In una concezione lineare e, per così dire, teologica del tempo – come quella in cui, forse senza quasi più accorgercene, continuiamo a restare immersi – migliorare è la conseguenza di un fine ultimo posto all’estremità del tempo stesso: è un imperativo, una necessità, una costante esistenziale senza la quale la promessa di un senso ultraterreno non avrebbe alcun significato. Max Weber ha svolto in questo ambito interessanti analisi.
Ma andando a scartabellare fra le pieghe della sua etimologia, ho trovato anche che il concetto di miglioramento ha una sicura relazione con il greco màilon o màllon, il quale, tra gli altri significati, indica il più forte; per aprire nella forma superlativa la strada verso magnus, vale a dire ciò che domina. Cosicché il miglioramento assume i tratti di un’azione, per esempio, di «conquista del mercato» o di «difesa dei valori».
Nello stesso dizionario, tuttavia, il concetto di meglio offre suggestioni che si rifanno alla parola nuovamente greca meília, da cui deriverebbe miele: rendendo migliore semplicemente ciò che diletta e rallegra, ciò che rende caro qualcosa. Ecco allora che migliorare la vita o il lavoro si verrebbe a configurare come un atto di disponibilità alla gioia; come un processo di scoperta per ciò che abbiamo di più caro e dunque di affine alla nostra personalità. Detto in modo più creativo: che va costituendo il senso della nostra identità, in un processo dinamico, spesso non lineare, dal quale il valore emerge in conseguenza al nostro appassionato impegno.
Quale sia il senso del miglioramento, allora, potrebbe essere posto con una domanda. Vogliamo migliorare intendendo con questo una sfida, una ricerca, una scoperta rivolta verso le nostre più interiori capacità di immaginare la vita? O vogliamo accovacciarci sotto l’ala di un’autorità che decreti il nostro miglioramento con l’accumulo di punti premio al supermercato dell’esistenza?

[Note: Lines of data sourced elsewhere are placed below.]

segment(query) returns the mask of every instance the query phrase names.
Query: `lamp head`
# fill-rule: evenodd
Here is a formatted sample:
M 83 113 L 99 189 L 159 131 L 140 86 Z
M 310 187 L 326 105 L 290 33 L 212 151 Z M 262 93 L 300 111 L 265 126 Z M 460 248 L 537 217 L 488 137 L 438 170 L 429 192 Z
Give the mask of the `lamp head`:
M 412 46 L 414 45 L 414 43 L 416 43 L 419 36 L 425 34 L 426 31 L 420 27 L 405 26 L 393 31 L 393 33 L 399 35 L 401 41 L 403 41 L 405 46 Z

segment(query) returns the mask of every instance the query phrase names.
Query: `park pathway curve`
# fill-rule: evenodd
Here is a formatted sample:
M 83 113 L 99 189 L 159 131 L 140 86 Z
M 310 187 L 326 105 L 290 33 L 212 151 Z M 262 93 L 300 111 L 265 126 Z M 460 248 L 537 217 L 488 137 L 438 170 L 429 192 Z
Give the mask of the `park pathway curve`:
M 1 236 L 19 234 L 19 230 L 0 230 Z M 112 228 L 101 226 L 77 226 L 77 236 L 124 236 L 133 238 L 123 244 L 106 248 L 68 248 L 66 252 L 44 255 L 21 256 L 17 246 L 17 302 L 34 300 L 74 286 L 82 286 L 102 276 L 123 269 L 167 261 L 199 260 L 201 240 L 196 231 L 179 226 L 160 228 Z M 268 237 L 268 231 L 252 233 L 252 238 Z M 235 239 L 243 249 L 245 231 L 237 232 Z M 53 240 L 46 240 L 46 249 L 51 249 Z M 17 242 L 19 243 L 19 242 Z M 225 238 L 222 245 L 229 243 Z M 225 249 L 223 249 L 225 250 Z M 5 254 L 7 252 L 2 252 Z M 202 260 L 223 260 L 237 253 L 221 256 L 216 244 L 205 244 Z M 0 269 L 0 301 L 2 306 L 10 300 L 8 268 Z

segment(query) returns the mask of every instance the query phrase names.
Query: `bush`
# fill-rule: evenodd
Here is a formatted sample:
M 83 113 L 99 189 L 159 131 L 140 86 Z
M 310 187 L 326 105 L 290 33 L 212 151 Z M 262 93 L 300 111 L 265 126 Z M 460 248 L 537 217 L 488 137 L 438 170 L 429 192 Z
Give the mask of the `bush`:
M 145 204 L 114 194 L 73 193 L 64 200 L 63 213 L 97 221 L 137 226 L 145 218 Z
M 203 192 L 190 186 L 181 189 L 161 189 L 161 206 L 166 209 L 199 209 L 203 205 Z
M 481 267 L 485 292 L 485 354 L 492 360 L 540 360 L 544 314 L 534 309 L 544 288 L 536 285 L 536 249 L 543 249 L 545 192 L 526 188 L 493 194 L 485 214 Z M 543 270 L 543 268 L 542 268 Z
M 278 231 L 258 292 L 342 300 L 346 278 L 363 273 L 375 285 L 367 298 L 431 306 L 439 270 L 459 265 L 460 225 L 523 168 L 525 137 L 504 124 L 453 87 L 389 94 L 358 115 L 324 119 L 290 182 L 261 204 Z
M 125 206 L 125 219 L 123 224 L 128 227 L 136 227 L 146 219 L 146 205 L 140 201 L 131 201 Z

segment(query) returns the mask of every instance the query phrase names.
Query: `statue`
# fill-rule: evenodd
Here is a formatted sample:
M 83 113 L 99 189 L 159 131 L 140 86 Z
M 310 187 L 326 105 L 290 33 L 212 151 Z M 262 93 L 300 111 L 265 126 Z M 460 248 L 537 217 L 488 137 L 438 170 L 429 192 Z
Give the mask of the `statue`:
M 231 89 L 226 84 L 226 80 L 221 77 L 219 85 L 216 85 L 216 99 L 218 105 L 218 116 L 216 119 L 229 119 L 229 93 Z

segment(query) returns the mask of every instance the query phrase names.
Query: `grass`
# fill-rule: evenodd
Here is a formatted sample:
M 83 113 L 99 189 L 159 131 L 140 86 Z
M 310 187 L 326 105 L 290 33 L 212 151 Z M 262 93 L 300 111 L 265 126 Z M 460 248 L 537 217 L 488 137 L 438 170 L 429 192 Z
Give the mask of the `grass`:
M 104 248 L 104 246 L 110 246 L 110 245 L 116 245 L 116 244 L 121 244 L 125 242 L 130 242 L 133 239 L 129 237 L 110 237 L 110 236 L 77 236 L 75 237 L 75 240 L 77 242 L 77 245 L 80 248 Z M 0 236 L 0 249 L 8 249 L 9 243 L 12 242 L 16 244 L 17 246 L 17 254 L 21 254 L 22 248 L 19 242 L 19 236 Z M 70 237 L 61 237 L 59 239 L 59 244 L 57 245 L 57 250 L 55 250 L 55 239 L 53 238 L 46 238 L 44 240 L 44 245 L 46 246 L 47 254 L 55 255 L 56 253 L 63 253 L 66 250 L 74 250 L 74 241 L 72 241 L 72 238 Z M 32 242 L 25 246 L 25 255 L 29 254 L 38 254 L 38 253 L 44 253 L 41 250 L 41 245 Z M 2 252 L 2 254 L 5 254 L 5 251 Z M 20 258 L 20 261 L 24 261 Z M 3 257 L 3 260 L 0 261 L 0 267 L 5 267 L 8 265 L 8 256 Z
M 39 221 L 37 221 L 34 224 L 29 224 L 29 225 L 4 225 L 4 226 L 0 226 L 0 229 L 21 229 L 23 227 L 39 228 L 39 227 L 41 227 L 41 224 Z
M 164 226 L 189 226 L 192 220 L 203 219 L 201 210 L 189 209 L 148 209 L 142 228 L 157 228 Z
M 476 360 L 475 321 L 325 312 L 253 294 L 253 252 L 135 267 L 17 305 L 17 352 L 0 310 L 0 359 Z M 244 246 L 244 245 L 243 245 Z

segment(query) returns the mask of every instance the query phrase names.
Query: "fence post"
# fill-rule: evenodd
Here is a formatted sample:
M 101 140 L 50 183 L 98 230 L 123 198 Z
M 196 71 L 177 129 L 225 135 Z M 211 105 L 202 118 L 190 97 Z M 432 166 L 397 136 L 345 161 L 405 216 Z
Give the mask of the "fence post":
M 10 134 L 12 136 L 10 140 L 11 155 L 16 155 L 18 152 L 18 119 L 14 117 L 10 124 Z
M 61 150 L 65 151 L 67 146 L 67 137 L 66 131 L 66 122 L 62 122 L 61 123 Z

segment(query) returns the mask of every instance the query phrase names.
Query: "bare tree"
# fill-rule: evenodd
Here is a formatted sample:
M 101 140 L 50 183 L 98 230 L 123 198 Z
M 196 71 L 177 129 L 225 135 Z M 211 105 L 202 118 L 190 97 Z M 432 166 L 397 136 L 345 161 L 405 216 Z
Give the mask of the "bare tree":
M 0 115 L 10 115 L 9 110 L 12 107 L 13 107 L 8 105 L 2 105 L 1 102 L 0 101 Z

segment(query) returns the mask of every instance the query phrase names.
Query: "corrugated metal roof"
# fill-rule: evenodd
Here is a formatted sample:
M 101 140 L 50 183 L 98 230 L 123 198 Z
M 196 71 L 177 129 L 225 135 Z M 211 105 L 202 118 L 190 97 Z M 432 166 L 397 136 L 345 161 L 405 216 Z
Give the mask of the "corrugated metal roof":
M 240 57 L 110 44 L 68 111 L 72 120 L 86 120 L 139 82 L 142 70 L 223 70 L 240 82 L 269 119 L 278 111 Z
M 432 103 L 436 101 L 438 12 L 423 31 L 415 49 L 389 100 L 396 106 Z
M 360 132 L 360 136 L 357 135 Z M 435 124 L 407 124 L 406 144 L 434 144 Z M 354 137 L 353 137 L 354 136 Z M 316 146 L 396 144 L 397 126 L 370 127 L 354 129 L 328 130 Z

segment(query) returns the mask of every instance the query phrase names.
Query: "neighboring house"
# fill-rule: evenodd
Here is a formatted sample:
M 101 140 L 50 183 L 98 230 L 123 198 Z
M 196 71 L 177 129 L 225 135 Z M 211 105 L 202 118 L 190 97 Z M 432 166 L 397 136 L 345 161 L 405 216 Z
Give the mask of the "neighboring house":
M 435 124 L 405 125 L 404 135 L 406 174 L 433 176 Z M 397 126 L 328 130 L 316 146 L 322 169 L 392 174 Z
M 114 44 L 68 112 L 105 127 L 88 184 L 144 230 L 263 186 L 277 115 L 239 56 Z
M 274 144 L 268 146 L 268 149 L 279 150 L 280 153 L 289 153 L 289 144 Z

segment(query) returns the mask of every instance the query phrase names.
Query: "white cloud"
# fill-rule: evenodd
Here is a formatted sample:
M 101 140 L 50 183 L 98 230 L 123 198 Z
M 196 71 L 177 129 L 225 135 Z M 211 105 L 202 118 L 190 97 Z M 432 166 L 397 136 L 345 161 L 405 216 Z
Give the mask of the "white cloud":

«…Pensi di dover volere più di quello di cui hai bisogno, finché non avrai tutto non sarai libero» – recita con fare critico Society di Eddie Vedder, di cui vi invito a godervi il video e che trovate qui tradotta. Non ho una risposta definitiva, ma il senso che do al miglioramento non è certamente una mera misura di produttività arrivata, io credo, al suo estremo capolinea.